SANSUI AU-α907DRとヴィンテージスピーカーとの組み合わせ

SANSUI AU-α907DRは、160W+160W(8Ω)の実効出力とダンピングファクター150(8Ω)を備えているため、大型ウーファーや低能率寄りのスピーカーも落ち着いて鳴らしやすいアンプです。ここでは、性格の異なるヴィンテージスピーカーとの相性を見ていきます。

SANSUI AU-α907DRとDIATONE DS-5000との組み合わせ

SANSUI AU-α907DRとDIATONE DS-5000との組み合わせは以下の通りです。

  • 互換性:DS-5000は6Ω、最大入力250W(EIAJ)、出力音圧レベル93dB/W/mの4ウェイ・4スピーカー・バスレフ方式・フロア型です。AU-α907DRの6Ω時190W+190Wは最大入力に対して余裕を残せるため、家庭内では音量を上げ切らずに厚みを出しやすい組み合わせです。
  • 音質の向上:DS-5000は40cmコーン型ウーファー、25cmコーン型ミッドバス、6.5cmドーム型ミッドハイ、2.3cmドーム型トゥイーターを搭載し、再生周波数帯域は20Hz〜60kHzです。クロスオーバーは300Hz、1.25kHz、4kHzで、AU-α907DRの低域制動が加わることで、40cmウーファーの量感を膨らませすぎず、バスレフ型のスケールを整えやすくなります。
  • おすすめの音楽ジャンル:クラシック、ジャズ、フュージョン、女性ボーカルに向いています。DS-5000の広帯域とAU-α907DRの厚みが合わさるため、大編成の奥行きやピアノの芯を丁寧に聴きたい人に合う組み合わせです。

SANSUI AU-α907DRとJBL 4344との組み合わせ

SANSUI AU-α907DRとJBL 4344との組み合わせは以下の通りです。
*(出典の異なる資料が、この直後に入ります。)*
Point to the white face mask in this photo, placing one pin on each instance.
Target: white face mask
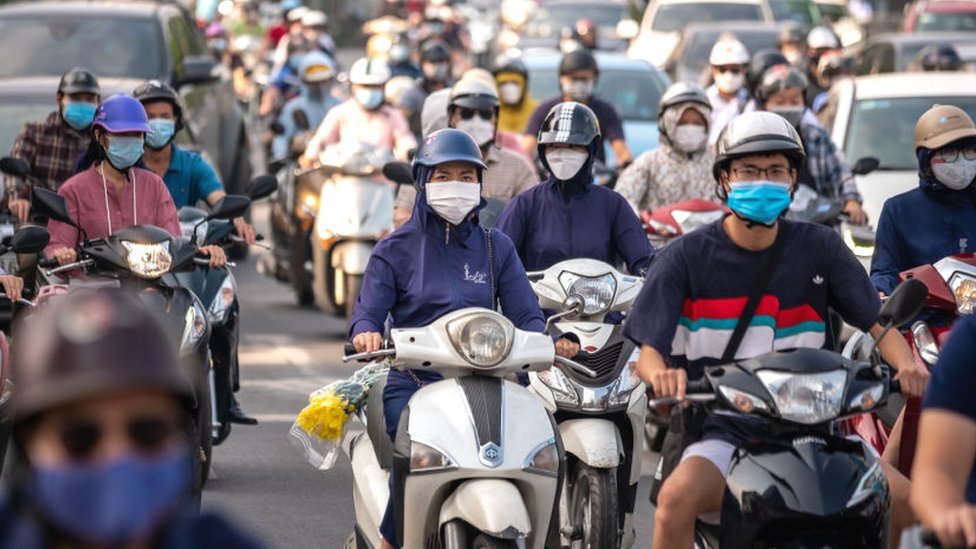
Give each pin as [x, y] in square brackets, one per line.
[729, 83]
[956, 175]
[481, 130]
[690, 138]
[453, 200]
[565, 163]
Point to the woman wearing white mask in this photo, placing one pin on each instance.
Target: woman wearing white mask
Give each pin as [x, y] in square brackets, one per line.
[680, 169]
[567, 216]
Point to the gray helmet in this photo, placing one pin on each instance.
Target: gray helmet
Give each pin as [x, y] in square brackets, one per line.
[757, 132]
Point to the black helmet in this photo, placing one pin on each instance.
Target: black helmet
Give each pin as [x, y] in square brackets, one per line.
[759, 64]
[571, 123]
[578, 60]
[91, 343]
[779, 78]
[435, 51]
[78, 80]
[757, 132]
[154, 90]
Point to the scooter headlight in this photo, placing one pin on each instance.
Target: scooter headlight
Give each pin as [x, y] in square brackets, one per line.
[806, 398]
[597, 291]
[482, 339]
[148, 260]
[223, 301]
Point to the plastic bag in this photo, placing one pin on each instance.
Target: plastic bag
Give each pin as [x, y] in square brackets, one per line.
[321, 426]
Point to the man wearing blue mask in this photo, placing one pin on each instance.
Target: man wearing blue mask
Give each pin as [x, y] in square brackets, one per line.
[53, 147]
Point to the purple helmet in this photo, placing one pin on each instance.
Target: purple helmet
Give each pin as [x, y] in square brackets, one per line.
[122, 113]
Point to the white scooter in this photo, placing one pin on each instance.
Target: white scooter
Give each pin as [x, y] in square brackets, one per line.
[601, 419]
[477, 459]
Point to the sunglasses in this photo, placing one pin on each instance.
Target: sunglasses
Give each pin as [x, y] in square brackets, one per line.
[148, 434]
[468, 114]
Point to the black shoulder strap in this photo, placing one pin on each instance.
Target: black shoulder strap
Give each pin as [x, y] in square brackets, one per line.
[755, 295]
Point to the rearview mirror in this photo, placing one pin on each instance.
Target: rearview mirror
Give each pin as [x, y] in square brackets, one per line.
[261, 186]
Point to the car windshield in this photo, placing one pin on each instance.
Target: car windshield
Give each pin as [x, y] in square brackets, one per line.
[884, 128]
[674, 17]
[108, 47]
[635, 93]
[547, 22]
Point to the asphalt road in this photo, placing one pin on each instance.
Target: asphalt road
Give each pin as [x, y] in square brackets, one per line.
[261, 481]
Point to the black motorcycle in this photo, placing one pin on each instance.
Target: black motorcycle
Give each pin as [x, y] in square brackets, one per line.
[802, 484]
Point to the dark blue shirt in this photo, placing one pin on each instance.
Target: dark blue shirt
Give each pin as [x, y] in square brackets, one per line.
[190, 178]
[953, 381]
[548, 225]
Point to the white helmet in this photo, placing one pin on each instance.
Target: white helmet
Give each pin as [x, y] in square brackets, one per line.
[728, 51]
[369, 72]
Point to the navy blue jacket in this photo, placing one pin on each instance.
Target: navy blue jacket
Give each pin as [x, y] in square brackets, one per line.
[428, 268]
[559, 220]
[922, 226]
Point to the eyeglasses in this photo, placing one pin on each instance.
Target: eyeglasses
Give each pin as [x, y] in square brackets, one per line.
[468, 114]
[148, 434]
[778, 174]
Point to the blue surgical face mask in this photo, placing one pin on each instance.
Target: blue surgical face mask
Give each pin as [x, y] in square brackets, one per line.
[124, 152]
[112, 503]
[79, 115]
[759, 201]
[162, 133]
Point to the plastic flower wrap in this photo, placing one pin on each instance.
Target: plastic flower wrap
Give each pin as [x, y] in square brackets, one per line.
[321, 426]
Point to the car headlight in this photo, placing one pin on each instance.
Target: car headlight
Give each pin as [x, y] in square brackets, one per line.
[194, 328]
[426, 458]
[148, 260]
[963, 286]
[544, 459]
[223, 301]
[483, 340]
[597, 291]
[806, 398]
[562, 390]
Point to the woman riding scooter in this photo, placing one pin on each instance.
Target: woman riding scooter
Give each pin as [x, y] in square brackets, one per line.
[440, 261]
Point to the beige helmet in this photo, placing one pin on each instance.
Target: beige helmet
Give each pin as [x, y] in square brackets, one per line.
[941, 125]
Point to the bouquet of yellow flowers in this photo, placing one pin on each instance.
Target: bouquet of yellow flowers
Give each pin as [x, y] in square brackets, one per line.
[321, 426]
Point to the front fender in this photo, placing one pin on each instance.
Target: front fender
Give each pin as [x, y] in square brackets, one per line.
[492, 506]
[595, 442]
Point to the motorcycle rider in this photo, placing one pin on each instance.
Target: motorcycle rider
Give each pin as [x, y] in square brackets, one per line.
[52, 148]
[567, 216]
[944, 486]
[101, 416]
[517, 104]
[578, 73]
[438, 262]
[937, 219]
[680, 168]
[678, 319]
[99, 196]
[473, 109]
[187, 175]
[363, 118]
[781, 92]
[315, 99]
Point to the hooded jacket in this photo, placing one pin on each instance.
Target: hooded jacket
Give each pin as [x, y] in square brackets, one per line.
[921, 226]
[558, 220]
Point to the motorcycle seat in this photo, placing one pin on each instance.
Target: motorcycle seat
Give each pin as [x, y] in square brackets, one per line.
[376, 426]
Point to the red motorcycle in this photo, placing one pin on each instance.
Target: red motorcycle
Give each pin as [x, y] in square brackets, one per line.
[951, 283]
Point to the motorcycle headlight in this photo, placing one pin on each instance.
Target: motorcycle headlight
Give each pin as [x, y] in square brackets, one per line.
[562, 390]
[483, 340]
[221, 305]
[544, 460]
[806, 398]
[148, 260]
[194, 328]
[598, 292]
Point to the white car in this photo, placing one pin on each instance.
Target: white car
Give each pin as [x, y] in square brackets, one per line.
[876, 115]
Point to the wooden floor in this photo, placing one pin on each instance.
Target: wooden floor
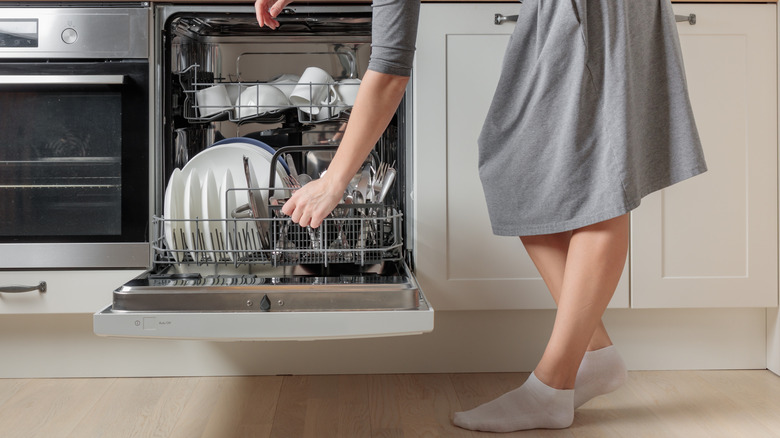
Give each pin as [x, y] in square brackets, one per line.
[652, 404]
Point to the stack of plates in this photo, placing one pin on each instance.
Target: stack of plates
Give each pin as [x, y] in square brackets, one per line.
[198, 199]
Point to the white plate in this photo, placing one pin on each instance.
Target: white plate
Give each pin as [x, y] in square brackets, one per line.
[231, 157]
[172, 210]
[211, 213]
[227, 202]
[193, 210]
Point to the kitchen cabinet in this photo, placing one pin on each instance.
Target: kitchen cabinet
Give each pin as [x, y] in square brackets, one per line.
[707, 242]
[712, 241]
[66, 291]
[459, 262]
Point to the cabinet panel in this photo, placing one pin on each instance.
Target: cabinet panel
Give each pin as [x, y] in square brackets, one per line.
[460, 263]
[67, 291]
[712, 241]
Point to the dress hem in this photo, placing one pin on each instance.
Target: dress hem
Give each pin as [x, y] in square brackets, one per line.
[579, 222]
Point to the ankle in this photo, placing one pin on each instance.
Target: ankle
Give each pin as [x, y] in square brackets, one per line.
[555, 379]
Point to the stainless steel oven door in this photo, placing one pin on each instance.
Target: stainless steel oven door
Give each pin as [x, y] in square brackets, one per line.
[377, 301]
[74, 154]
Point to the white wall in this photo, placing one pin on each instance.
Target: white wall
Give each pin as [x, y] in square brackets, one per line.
[486, 341]
[773, 340]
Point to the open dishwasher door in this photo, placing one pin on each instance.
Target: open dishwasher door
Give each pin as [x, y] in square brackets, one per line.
[370, 303]
[226, 276]
[284, 293]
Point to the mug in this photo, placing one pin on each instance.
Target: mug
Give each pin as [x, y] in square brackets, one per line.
[260, 99]
[212, 100]
[313, 88]
[346, 90]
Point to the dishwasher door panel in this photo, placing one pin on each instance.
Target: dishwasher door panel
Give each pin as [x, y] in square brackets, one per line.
[369, 304]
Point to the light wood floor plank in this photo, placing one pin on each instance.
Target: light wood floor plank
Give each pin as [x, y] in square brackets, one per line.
[668, 404]
[691, 407]
[197, 412]
[414, 405]
[9, 387]
[316, 406]
[50, 408]
[245, 408]
[755, 393]
[124, 408]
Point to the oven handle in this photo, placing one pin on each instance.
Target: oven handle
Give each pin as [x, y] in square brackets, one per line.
[62, 79]
[41, 287]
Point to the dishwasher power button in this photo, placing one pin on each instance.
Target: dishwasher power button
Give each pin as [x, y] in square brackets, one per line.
[69, 35]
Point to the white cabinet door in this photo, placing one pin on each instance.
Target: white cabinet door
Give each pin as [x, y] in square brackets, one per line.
[460, 264]
[712, 241]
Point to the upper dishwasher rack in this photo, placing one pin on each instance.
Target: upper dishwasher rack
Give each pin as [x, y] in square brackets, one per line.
[246, 98]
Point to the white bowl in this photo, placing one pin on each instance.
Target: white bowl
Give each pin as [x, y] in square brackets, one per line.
[286, 82]
[260, 99]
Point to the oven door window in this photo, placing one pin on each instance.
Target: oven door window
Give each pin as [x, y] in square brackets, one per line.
[74, 152]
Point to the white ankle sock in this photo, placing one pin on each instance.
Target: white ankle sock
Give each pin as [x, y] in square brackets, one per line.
[601, 371]
[534, 405]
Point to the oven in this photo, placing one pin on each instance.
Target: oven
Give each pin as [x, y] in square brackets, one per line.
[74, 137]
[229, 134]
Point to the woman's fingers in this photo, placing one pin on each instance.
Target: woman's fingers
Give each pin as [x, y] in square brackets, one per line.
[312, 203]
[267, 10]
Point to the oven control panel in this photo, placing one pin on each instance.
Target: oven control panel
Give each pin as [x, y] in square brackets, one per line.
[46, 33]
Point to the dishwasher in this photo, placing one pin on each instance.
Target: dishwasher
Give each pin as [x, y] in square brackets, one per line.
[246, 272]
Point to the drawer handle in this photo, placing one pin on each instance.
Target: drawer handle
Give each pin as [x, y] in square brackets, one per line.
[41, 287]
[691, 19]
[500, 18]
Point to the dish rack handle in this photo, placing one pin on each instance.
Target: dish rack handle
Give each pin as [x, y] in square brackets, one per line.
[305, 148]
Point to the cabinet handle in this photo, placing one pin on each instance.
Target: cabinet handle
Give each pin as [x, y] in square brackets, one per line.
[691, 19]
[500, 18]
[41, 287]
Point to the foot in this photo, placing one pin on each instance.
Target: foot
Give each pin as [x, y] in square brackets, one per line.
[601, 371]
[534, 405]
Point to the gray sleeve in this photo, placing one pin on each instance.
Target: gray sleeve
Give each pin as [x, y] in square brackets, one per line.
[394, 32]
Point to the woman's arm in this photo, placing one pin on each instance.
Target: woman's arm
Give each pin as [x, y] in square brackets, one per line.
[377, 100]
[394, 31]
[267, 10]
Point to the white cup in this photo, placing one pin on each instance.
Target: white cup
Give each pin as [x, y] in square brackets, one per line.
[285, 82]
[313, 88]
[346, 90]
[212, 100]
[234, 90]
[260, 99]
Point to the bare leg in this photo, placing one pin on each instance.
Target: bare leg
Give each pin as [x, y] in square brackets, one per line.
[548, 252]
[594, 263]
[594, 259]
[602, 369]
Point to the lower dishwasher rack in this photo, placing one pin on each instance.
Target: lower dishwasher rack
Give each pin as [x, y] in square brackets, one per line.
[247, 290]
[361, 234]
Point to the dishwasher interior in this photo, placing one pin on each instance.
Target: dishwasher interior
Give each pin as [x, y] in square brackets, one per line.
[246, 257]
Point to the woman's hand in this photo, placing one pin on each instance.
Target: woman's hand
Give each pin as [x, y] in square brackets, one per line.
[267, 10]
[310, 204]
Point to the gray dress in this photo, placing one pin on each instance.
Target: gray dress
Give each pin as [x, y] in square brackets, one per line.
[591, 113]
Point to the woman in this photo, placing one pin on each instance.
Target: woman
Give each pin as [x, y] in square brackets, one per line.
[591, 113]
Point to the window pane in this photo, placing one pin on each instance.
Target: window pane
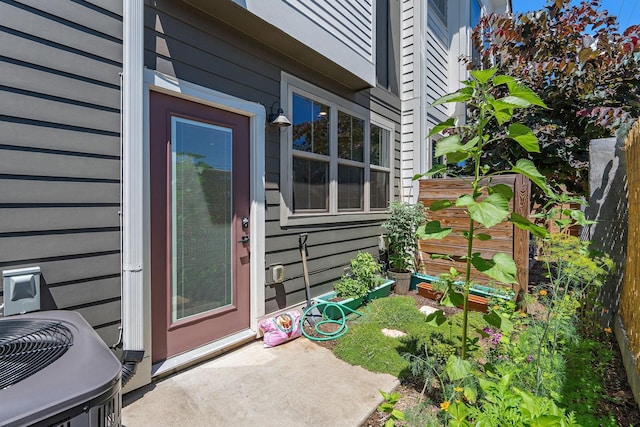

  • 互換性:JBL 4344は8Ω、ネットワーク時の許容入力120W、出力音圧レベル93dB/W/mの4ウェイ・4スピーカー・バスレフ方式・ブックシェルフ型です。AU-α907DRの8Ω時160W+160Wはスピーカーの許容入力を超える余裕を持つため、ボリュームを上げ切らずに使うことが大切です。
  • 音質の向上:4344は38cmコーン型ウーファー、25cmコーン型ミッドバス、ホーン型ミッドレンジ、ホーン型トゥイーターを備え、周波数特性は35Hz〜20kHzです。AU-α907DRの厚みのある駆動力により、バスレフ型の低域を締めながら、ホーンの明瞭さを前に出しやすくなります。
  • おすすめの音楽ジャンル:ロック、ジャズ、ファンク、ライブ音源に向いています。4344の高能率とAU-α907DRの瞬発力を組み合わせることで、ドラムやベースの立ち上がりを力強く楽しみたい人に合う音になります。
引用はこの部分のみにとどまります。